'Toy's House': 'Superbad' and 'Stand By Me' Combine to Form Sundance's Funniest Comedy

'Toy's House': 'Superbad' and 'Stand By Me' Combine to Form Sundance's Funniest Comedy

Jan 21, 2013

One of the funniest movies screening at the 2013 Sundance Film Festival is Toy's House -- a hilarious, over-the-top coming-of-age comedy about three high schoolers who, fed up with their overbearing neurotic parents, decide to run away from home and build a house for themselves in the middle of the woods. It's not as dark as Stand By Me or as dirty as Superbad, but Toy's House still feels very much like a mixture of both. From the film's McLovin-type "weird third wheel" to what happens to childhood friendships when the line between being a kid and an adult begins to blur, Toy's House completely wins you over with its nostalgic '80s sensibilities and a supporting cast of familiar comedic faces (Nick Offerman, Alison Brie, Megan Mullally) that never stop making you laugh out loud.

Let's get this out of the way first: Nick Offerman should play a part in every movie that's made. Yup, even the dark and twisted ones, and even the big-budget superhero movies. This man is one of the greatest talents working today, and his wicked sense of comedic timing is what truly pulls Toy's House toward greatness. Offerman plays Frank Toy, father to Joe Toy (Nick Robinson), a strong, jaded man who's impossible to please. It's his dysfunctional parenting that inspires Joe to run away and build a house to call his own, with assistance coming from Joe's best friend, Patrick (Gabriel Basso), who's so fed up with his crackpot parents that he's now breaking out in hives.

Joining them is the film's McLovin, or in this case Biaggio (Moises Arias), an oddball kid who's like a cross between a ferret and a drug-fueled fever dream. Together the three manage to build their house and begin life as the adults they're not yet ready to become. Of course there's a girl who gets in the way of everything, all while the boys' families attempt to not only track them down, but also come to terms with why they all left in the first place.

First-time feature director Jordan Vogt-Roberts does a great job crafting a film that relishes in the beauty of nature just as much as it does in the art of making you laugh. Inspired in some ways by Terrence Malick, Vogt-Roberts colors his movie with bold, majestic shots of trees, lakes and critters, selling you hard on the freedom that both nature and childhood provide.

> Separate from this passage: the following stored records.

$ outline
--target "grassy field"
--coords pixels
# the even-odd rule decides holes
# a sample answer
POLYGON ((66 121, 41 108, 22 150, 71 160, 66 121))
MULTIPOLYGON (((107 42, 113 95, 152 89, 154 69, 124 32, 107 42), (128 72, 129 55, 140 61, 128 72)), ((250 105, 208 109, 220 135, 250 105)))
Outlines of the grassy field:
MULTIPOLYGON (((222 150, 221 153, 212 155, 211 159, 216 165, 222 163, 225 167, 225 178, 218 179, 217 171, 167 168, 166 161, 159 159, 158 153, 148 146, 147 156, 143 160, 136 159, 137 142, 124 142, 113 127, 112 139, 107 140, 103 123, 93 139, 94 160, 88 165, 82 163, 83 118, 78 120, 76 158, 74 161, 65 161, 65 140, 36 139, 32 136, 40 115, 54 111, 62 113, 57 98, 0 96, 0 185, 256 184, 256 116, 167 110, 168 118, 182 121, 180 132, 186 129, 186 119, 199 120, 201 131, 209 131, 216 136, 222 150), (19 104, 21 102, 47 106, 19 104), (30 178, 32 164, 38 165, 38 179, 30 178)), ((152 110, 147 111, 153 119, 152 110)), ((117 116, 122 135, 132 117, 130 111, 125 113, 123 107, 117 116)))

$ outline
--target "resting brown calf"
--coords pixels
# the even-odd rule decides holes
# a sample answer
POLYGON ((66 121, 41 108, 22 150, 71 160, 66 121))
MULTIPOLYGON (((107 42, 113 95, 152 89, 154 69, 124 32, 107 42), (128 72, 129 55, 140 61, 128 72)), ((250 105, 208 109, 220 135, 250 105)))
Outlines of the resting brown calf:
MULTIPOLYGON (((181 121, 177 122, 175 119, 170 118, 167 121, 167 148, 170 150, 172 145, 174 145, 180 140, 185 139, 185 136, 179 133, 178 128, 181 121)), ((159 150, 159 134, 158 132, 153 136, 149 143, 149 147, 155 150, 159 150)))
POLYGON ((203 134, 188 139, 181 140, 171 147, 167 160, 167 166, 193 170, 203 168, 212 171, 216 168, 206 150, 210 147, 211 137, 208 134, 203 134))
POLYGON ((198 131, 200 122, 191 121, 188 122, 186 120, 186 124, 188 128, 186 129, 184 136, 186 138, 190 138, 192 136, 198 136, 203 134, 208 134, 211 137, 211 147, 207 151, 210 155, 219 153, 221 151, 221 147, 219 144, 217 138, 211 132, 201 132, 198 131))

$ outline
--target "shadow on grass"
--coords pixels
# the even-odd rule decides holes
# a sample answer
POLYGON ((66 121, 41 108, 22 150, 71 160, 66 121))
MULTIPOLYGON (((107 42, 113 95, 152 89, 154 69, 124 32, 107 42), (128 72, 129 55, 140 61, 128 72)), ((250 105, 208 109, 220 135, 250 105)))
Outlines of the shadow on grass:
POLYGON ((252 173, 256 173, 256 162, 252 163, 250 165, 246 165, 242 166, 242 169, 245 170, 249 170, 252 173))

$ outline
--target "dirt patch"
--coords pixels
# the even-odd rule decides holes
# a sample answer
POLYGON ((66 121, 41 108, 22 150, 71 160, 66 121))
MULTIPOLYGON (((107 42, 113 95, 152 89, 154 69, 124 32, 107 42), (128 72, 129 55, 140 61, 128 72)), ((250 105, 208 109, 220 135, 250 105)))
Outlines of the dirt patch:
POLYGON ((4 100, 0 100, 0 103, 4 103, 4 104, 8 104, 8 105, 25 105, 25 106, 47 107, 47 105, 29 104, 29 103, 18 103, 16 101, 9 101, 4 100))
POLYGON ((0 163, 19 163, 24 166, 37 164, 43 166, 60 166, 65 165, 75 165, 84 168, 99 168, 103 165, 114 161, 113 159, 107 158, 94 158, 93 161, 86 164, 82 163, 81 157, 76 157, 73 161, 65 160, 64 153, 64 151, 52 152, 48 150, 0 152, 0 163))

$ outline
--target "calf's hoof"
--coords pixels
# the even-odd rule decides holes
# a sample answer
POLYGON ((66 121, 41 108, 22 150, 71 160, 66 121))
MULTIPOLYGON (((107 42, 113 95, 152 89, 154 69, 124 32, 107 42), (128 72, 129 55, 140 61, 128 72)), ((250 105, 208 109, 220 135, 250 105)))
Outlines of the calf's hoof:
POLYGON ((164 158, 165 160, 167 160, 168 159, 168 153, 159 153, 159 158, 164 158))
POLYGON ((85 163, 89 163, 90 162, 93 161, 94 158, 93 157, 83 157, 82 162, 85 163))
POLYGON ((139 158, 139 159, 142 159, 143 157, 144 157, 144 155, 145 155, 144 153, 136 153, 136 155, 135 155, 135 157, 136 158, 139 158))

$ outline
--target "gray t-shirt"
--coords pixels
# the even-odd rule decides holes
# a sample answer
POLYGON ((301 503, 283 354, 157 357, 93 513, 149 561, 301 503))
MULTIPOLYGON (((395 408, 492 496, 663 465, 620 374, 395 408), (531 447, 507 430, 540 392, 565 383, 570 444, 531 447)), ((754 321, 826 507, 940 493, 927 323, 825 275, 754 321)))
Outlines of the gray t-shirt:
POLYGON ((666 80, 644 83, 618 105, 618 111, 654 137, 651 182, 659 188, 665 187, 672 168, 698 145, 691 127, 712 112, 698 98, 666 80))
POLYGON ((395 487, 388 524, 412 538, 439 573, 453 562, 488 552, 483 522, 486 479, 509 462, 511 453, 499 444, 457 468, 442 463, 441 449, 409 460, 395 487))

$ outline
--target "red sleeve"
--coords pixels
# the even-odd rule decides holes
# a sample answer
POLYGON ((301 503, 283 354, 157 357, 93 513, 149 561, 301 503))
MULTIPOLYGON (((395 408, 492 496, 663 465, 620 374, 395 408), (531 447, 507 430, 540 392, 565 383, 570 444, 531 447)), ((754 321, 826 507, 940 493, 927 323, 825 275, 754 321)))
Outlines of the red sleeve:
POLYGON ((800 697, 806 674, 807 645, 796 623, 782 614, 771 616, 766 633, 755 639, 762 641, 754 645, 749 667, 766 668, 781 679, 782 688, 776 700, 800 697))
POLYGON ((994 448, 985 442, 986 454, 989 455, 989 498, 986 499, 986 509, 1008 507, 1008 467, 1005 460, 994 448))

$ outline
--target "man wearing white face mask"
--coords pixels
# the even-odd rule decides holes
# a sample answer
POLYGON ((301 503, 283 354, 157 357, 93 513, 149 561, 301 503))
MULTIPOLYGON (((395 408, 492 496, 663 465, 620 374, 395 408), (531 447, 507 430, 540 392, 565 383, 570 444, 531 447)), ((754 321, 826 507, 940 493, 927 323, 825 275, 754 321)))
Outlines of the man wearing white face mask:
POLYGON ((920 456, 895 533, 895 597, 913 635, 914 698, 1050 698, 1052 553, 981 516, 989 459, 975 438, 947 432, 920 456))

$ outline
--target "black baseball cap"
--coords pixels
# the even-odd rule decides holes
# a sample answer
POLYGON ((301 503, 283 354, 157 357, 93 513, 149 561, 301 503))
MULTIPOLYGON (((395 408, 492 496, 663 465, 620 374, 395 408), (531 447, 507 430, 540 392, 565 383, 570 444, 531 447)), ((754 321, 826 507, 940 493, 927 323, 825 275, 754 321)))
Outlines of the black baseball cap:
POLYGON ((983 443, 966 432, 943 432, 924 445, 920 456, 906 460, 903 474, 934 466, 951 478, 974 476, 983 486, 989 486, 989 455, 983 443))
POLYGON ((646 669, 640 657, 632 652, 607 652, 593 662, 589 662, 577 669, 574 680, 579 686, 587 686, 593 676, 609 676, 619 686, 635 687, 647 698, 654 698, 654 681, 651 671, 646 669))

Sure, you may leave the movie finding it difficult to believe that three boys can live in the nearby woods for a month without anyone finding them, but Toy's House quickly establishes its absurdity to the point that you forgive the plot holes because you're just having too much fun watching it all play out. It's similar in the way you'd suspend your disbelief while watching an old-school National Lampoon comedy (like Vacation or Caddyshack), or John Hughes' Ferris Bueller's Day Off, all of which knocked around in my brain during Toy's House. It's a movie very much influenced by the great comedies that were born in the 1980s, but it never feels like a rip-off or a fraud.

Toy's House is very much its own thing, a comedy ripe for wide release and full of enough memorable moments to make you immediately want to revisit it for more laughs.